Ian Dury was a man whose dexterity with a lyric and a way with words could make songs into stories, or jokes, or heartbreaking vignettes. Therefore it would seem natural that these talents should be brought to bear upon a musical, and so at the turn of the 80's he gave to us the stage show "Apples". Now I don't know what the musical was all about, and I don't have the inclination to Google it (you can do that yourselves, if you fancy a spot of homework). I do remember that it was poorly received and shut down quite quickly. Judging by the noticeable lack of revival in the West End, it's probably safe to say the critics were probably right.
Apples is the title track of the show, and it's a love song between a barrow boy and a dancer (I've got it into my head that she's an exotic dancer - but can't recall any evidence for this in the song. Maybe that's just wishful thinking!) The style is a light tropical calypso, which actually is a refreshing change of pace. The lyrics themselves are a typical Dury piece about the interactions of ordinary people, the pathos and bathos of their lives, and about there's nothing wrong with being who you are whatever your situation. Hardly a classic, but a pleasing distraction.

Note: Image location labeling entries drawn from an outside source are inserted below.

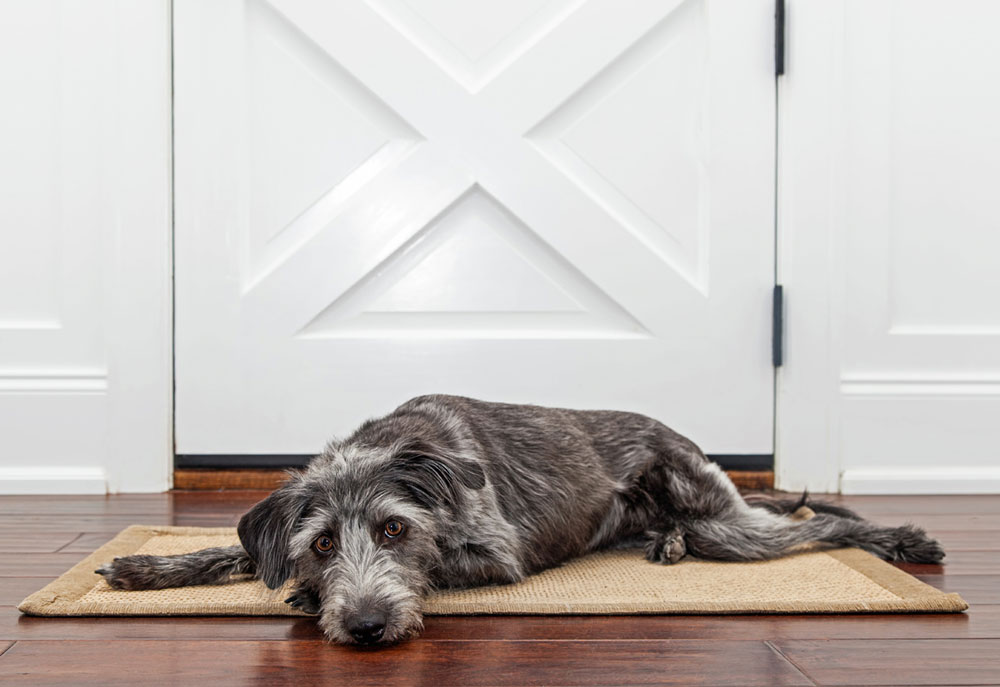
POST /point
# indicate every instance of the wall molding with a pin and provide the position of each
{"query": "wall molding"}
(53, 381)
(87, 479)
(920, 385)
(921, 480)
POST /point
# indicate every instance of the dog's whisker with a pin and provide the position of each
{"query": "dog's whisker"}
(451, 492)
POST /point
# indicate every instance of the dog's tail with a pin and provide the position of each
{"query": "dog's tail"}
(788, 505)
(208, 566)
(759, 534)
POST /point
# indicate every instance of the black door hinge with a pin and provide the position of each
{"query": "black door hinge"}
(779, 37)
(778, 326)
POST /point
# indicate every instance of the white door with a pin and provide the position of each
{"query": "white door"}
(561, 202)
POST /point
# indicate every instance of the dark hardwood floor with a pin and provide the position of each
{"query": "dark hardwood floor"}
(40, 537)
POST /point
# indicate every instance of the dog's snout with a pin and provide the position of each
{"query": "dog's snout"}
(367, 628)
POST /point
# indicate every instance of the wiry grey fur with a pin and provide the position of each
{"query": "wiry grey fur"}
(489, 493)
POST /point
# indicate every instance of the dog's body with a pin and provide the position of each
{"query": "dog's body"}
(452, 492)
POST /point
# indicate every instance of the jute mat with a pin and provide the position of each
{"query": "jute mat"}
(613, 582)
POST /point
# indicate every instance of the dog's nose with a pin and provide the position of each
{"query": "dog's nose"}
(367, 629)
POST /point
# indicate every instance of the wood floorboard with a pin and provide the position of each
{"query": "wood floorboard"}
(29, 542)
(976, 589)
(896, 662)
(41, 537)
(461, 662)
(981, 622)
(14, 589)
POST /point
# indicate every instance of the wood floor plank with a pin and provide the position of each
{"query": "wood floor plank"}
(958, 563)
(896, 662)
(429, 662)
(874, 649)
(14, 589)
(31, 542)
(969, 540)
(38, 564)
(980, 622)
(87, 542)
(976, 589)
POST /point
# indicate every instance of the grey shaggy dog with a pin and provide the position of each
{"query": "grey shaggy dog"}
(453, 492)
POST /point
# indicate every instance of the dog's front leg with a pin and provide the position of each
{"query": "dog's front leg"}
(304, 599)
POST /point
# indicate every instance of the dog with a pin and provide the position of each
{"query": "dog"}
(449, 492)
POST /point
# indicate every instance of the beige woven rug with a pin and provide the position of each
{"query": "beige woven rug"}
(616, 582)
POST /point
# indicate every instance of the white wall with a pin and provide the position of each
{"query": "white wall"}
(889, 247)
(85, 246)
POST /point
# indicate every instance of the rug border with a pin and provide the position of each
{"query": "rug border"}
(60, 597)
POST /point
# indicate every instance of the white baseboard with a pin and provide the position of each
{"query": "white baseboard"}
(919, 480)
(53, 480)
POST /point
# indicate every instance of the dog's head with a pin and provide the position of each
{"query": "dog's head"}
(358, 532)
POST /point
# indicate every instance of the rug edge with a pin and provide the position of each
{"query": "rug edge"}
(60, 596)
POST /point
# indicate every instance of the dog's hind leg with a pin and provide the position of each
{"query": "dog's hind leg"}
(665, 545)
(752, 534)
(208, 566)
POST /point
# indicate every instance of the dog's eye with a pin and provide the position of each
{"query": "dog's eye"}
(323, 544)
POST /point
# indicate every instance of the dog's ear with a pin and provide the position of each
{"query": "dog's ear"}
(266, 529)
(434, 476)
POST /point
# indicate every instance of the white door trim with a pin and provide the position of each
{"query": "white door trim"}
(810, 133)
(86, 390)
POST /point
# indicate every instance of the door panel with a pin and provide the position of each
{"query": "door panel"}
(565, 203)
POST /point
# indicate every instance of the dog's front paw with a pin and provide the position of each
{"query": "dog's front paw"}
(665, 547)
(304, 600)
(130, 573)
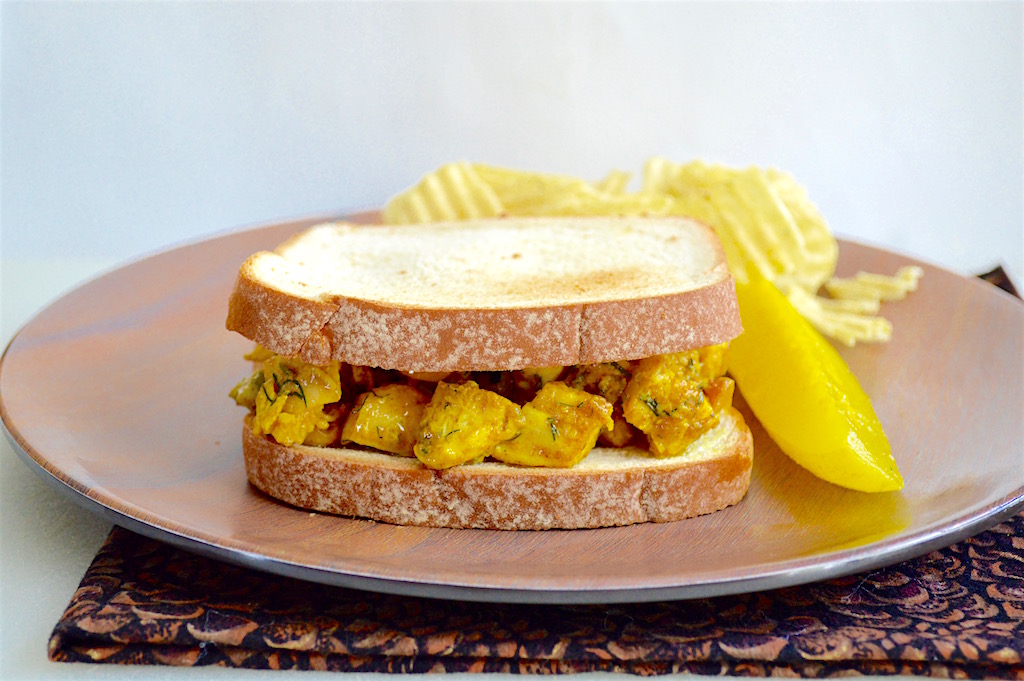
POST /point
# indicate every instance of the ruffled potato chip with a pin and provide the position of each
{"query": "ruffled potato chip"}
(768, 226)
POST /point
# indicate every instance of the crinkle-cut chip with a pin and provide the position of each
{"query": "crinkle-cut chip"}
(865, 286)
(846, 326)
(454, 192)
(768, 225)
(532, 195)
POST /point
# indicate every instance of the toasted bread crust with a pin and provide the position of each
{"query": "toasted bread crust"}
(297, 320)
(609, 487)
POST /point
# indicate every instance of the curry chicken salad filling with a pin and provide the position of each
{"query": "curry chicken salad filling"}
(550, 416)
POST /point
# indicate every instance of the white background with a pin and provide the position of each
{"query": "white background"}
(130, 126)
(127, 127)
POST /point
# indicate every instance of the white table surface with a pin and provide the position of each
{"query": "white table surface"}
(47, 541)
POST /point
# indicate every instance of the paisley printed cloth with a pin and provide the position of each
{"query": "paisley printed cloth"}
(954, 612)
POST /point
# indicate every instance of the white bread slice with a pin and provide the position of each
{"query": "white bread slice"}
(608, 487)
(488, 295)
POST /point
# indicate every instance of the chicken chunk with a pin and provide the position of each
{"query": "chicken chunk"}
(387, 419)
(561, 427)
(463, 423)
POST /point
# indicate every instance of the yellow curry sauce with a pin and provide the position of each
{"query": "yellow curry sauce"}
(551, 416)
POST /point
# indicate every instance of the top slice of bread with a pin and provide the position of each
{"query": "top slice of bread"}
(488, 295)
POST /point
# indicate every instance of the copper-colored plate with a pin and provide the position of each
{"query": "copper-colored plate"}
(118, 394)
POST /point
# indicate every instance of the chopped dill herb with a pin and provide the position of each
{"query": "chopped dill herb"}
(621, 369)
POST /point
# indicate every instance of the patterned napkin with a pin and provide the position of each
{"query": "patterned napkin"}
(954, 612)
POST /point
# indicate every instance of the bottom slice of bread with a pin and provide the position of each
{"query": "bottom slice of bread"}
(610, 486)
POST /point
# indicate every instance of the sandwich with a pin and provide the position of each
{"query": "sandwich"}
(500, 374)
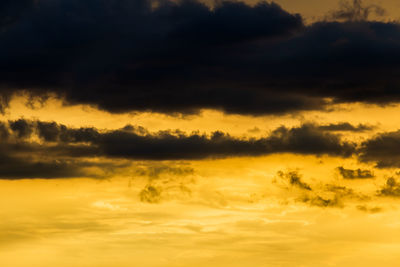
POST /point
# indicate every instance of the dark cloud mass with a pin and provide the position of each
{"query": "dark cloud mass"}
(33, 149)
(124, 55)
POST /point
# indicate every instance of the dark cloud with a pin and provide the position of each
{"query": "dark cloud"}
(181, 57)
(319, 201)
(21, 127)
(390, 189)
(37, 149)
(135, 143)
(346, 127)
(355, 174)
(150, 194)
(294, 179)
(369, 209)
(383, 149)
(155, 171)
(355, 10)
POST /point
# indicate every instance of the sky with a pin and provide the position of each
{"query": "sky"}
(193, 133)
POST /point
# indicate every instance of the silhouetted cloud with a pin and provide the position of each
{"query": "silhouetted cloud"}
(383, 149)
(390, 189)
(294, 179)
(150, 194)
(345, 126)
(355, 174)
(182, 57)
(33, 149)
(355, 10)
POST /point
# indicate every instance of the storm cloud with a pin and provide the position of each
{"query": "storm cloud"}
(33, 149)
(383, 149)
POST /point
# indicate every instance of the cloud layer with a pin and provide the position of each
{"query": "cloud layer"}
(33, 149)
(181, 57)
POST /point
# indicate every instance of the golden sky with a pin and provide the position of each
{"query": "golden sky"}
(166, 158)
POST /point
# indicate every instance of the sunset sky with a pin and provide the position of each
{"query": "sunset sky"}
(199, 133)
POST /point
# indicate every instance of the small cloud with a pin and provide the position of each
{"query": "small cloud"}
(254, 130)
(150, 194)
(355, 174)
(368, 209)
(390, 189)
(294, 179)
(355, 11)
(319, 201)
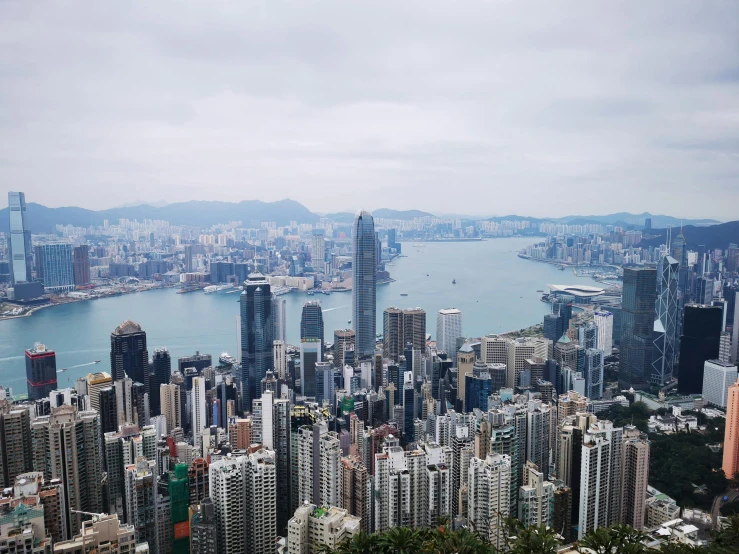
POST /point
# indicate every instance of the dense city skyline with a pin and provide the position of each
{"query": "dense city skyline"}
(619, 102)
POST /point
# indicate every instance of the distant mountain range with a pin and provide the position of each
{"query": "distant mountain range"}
(205, 214)
(713, 236)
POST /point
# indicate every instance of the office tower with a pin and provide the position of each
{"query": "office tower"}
(344, 345)
(198, 361)
(310, 355)
(243, 491)
(635, 470)
(161, 370)
(256, 336)
(699, 343)
(600, 477)
(494, 350)
(199, 417)
(105, 533)
(40, 371)
(364, 283)
(279, 324)
(81, 258)
(96, 382)
(593, 373)
(587, 335)
(128, 354)
(311, 324)
(536, 498)
(665, 324)
(170, 401)
(639, 296)
(108, 409)
(203, 533)
(16, 454)
(67, 430)
(448, 330)
(20, 253)
(58, 266)
(731, 435)
(489, 498)
(604, 322)
(318, 250)
(140, 494)
(279, 359)
(718, 376)
(353, 484)
(478, 387)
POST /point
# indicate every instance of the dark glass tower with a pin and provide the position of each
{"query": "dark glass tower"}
(637, 336)
(698, 343)
(665, 324)
(311, 323)
(161, 370)
(21, 255)
(128, 354)
(40, 372)
(257, 336)
(364, 281)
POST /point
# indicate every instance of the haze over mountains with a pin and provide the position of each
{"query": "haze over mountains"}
(42, 219)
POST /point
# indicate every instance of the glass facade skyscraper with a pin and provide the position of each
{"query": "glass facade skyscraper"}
(665, 324)
(637, 337)
(257, 336)
(21, 255)
(364, 281)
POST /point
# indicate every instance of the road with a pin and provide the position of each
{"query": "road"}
(718, 502)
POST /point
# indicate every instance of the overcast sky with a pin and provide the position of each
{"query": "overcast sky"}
(546, 108)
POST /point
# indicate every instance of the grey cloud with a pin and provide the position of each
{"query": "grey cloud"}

The b-side is another song from the show - Byline Brown. This is the story of a reporter digging dirt for his sordid paper. It doesn't tell much of a story other than some reporters are the lowest of the low and will stoop at nothing for a bit of sleaze. Not exactly a revelation in 1989, even less so now. Maybe the song is lacking the context of the rest of show, if we were to hear it as part of that bigger story it would make more sense. It no great shakes in the music department either basing itself on the poppiest of 80's pop sounds, and Dury's own performance is flat and even bored sounding. Given that the strength of Ian Dury often lies in the way he tales his tales rather than his singing ability this just diappoints.
Ultimately this record disappoints more than pleases - just as the stage show seemingly did way back when. In the end a musical about Ian Dury would probably be a lot more satisfying than this one by him.